In terms of recruiting more diverse lifeguard teams, several options are available to facility managers. For instance, in Prince George’s County we offer free lifeguard prep courses for customers and program participants who are interested in becoming lifeguards, but who may not have developed the strength and endurance to pass the lifeguarding pre-course. The goal of our program is to expose candidates to what it takes to become a certified lifeguard, build their endurance and, it is hoped, open the door to a lifelong commitment to aquatic safety.
Another option for recruiting a diverse staff is to incorporate your employment and program opportunities into Hispanic Heritage Month in September-October and/or Black History Month in February. Both
annual events are celebrated nationally and are great segues for interacting with members of these communities.

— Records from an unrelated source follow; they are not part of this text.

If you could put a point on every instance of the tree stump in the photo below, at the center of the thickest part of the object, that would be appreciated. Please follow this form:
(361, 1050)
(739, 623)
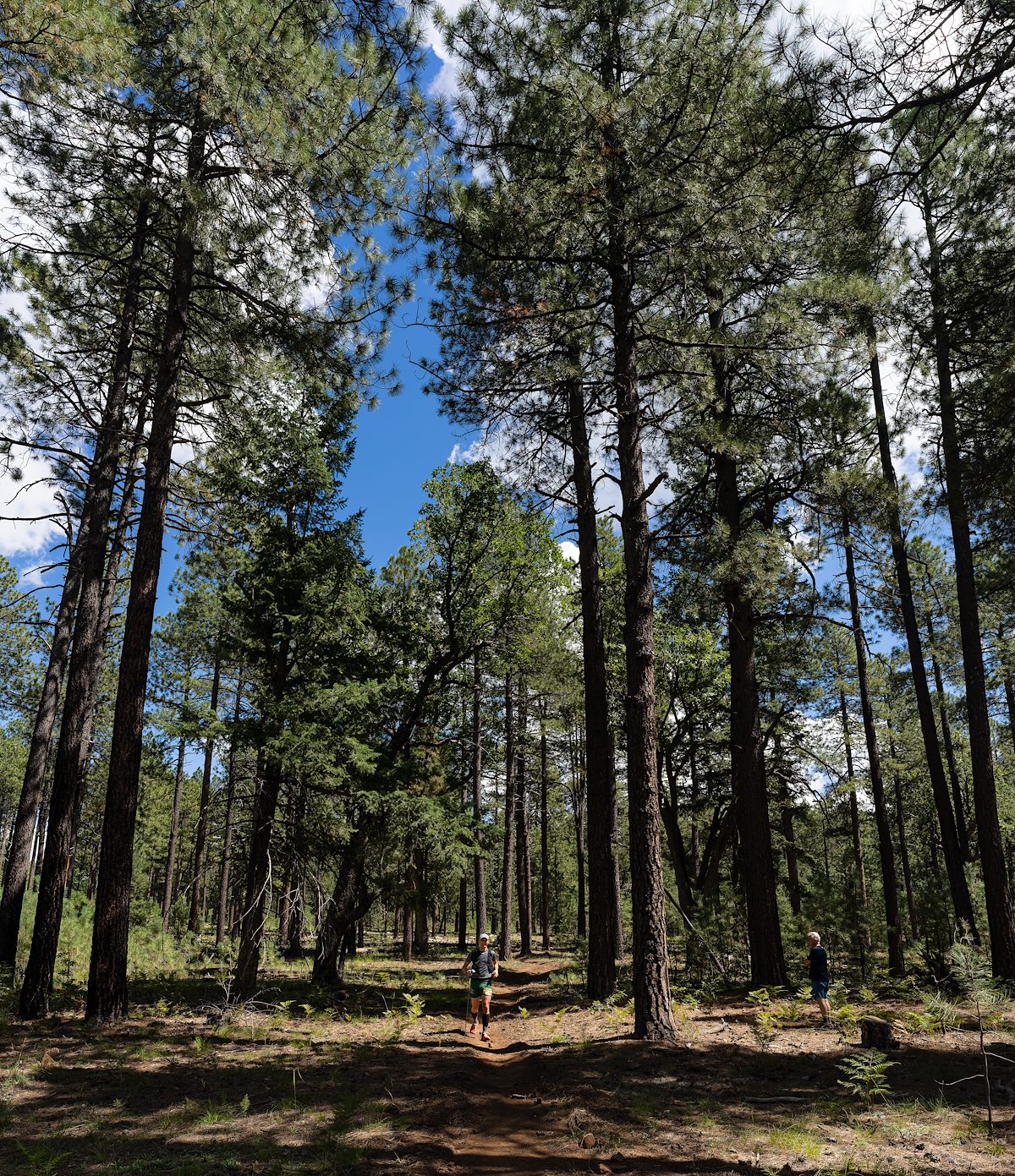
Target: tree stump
(876, 1034)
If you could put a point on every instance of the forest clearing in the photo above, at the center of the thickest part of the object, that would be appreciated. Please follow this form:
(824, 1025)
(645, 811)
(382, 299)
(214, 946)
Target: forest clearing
(383, 1085)
(527, 474)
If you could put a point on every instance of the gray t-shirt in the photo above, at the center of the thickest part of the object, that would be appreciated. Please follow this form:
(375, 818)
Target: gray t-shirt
(482, 963)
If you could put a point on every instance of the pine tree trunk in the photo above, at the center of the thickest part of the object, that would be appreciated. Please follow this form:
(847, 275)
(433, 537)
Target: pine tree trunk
(231, 801)
(19, 855)
(479, 865)
(997, 893)
(523, 848)
(107, 977)
(256, 898)
(653, 1014)
(91, 623)
(599, 764)
(201, 833)
(946, 818)
(961, 824)
(348, 903)
(747, 758)
(903, 845)
(897, 965)
(544, 809)
(859, 872)
(788, 835)
(508, 866)
(174, 830)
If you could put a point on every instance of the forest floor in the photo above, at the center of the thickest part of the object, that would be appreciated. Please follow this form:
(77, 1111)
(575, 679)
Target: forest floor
(383, 1083)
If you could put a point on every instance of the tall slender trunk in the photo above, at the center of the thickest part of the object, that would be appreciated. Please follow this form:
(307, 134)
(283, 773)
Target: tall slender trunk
(107, 977)
(479, 865)
(201, 833)
(1009, 698)
(349, 902)
(897, 963)
(903, 844)
(600, 779)
(788, 833)
(961, 824)
(859, 872)
(523, 849)
(174, 829)
(997, 893)
(544, 818)
(231, 800)
(946, 818)
(255, 900)
(508, 866)
(747, 758)
(19, 856)
(91, 622)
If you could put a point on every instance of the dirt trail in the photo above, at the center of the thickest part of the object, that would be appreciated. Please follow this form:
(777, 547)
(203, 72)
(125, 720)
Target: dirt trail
(512, 1107)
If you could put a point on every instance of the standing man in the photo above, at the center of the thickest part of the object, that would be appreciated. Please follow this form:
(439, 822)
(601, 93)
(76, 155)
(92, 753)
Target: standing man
(482, 969)
(818, 962)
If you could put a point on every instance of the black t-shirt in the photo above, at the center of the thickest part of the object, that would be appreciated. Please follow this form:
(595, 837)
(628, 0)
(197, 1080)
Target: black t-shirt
(482, 963)
(819, 963)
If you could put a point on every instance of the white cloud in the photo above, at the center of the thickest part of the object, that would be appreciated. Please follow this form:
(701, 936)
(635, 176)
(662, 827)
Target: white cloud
(27, 527)
(445, 84)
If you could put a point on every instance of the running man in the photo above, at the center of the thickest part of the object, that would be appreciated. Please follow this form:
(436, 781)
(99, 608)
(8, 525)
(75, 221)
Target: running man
(482, 968)
(818, 962)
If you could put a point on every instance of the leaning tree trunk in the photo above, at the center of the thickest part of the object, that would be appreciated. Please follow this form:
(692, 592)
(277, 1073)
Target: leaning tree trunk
(174, 829)
(788, 833)
(653, 1013)
(997, 892)
(544, 817)
(107, 976)
(747, 757)
(897, 963)
(479, 865)
(91, 623)
(348, 903)
(508, 866)
(523, 851)
(961, 824)
(860, 875)
(903, 844)
(946, 818)
(201, 833)
(231, 801)
(19, 855)
(599, 766)
(255, 900)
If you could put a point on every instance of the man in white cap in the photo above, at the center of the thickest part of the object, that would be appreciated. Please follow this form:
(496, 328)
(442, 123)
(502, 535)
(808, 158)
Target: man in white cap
(482, 969)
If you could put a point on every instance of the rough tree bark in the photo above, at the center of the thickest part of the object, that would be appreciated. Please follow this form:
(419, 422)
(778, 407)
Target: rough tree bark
(599, 764)
(860, 874)
(523, 848)
(886, 853)
(997, 892)
(508, 867)
(91, 622)
(479, 865)
(946, 818)
(174, 828)
(107, 976)
(231, 801)
(544, 809)
(201, 832)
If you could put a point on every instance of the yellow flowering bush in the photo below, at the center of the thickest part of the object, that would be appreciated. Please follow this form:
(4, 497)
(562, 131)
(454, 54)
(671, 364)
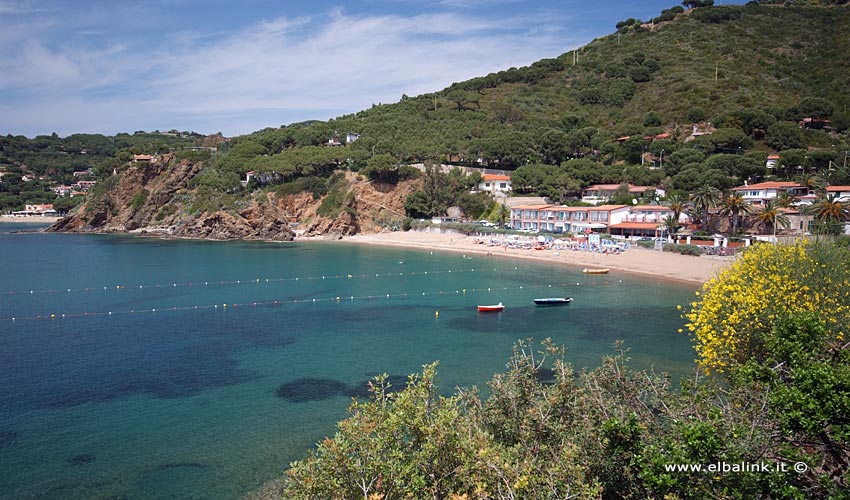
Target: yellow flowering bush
(734, 312)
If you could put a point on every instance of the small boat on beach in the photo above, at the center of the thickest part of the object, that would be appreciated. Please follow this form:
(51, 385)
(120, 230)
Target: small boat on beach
(553, 301)
(494, 308)
(588, 270)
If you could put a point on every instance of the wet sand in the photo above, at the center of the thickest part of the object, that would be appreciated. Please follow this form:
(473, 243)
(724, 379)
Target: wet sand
(636, 260)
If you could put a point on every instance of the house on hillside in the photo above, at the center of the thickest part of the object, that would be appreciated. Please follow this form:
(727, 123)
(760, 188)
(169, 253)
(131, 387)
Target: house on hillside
(562, 219)
(602, 193)
(842, 192)
(772, 161)
(757, 194)
(645, 220)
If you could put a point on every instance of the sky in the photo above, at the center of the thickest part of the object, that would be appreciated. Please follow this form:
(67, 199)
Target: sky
(92, 66)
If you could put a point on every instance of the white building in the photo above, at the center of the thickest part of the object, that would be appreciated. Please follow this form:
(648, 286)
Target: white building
(757, 194)
(493, 183)
(602, 193)
(842, 192)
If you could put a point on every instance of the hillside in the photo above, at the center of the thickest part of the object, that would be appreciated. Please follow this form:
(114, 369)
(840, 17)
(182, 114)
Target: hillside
(689, 99)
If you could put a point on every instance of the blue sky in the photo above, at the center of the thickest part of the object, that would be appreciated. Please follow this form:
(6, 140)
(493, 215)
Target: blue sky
(236, 67)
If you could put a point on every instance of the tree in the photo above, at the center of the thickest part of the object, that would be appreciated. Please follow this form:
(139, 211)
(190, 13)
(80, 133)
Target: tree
(677, 204)
(811, 182)
(784, 135)
(693, 4)
(733, 207)
(671, 224)
(736, 311)
(703, 199)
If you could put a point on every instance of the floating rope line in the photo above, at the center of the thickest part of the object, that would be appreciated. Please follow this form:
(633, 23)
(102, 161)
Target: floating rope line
(253, 281)
(334, 299)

Finally, good old-fashioned grass-roots marketing is always helpful. This means hitting the ground running — or hitting the deck swimming, in our case — and getting out into your local, competitive swim leagues, schools, churches, job fairs and festivals to spread the message about employment and program opportunities within your organization. Be sure to take your story to the local media, too.
Improving minority participation in aquatics is not just an urban issue — it is a national issue. As aquatics professionals, we have the power and resources to reduce these statistics ... one lap at a time!